As I have mentioned it before, and many of you already know first hand, IVF works by narrowing down the chances to finding the better egg. This being said, the more eggs you produce, the better chances you have for success. This is why some clinics turn off clients with low AMH and diminished ovarian reserve, for fear this clients won't be able to respond well enough to treatments, to produce enough eggs to ensure a positive outcome. This in turn, will result in negatively affecting their success rates, and you wasting money.

Those clinics will probably serve you the donor egg speech even without considering treating you.


There are of course other clinics, the majority of them actually, who really believe they can do well, and take you in. They treat you just like they treat their "fertile"patients (let us not forget for a moment that IVF was initially conceived to overcome male fertility issues and tubal problems) and therefore they try to make you produce as many eggs as possible, cause the more eggs the merrier the IVF, right?
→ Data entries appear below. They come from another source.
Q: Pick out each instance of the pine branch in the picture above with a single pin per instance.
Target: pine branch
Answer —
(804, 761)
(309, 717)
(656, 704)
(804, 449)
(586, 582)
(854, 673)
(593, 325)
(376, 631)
Even more than that, they will have the tendency to give you higher doses then they use for their "fertile" patients, because they know your DOR makes your ovaries pretty lazy, and they believe higher doses of stims compensate for your ovaries' lack of reactivity. This was indeed the approach until a few years ago. Since then, lots of studies have been performed and facts have proven otherwise.


What I am going to tell you next, is my own personal experience.

I started my IVF adventure in March 2014, on my 40th anniversary.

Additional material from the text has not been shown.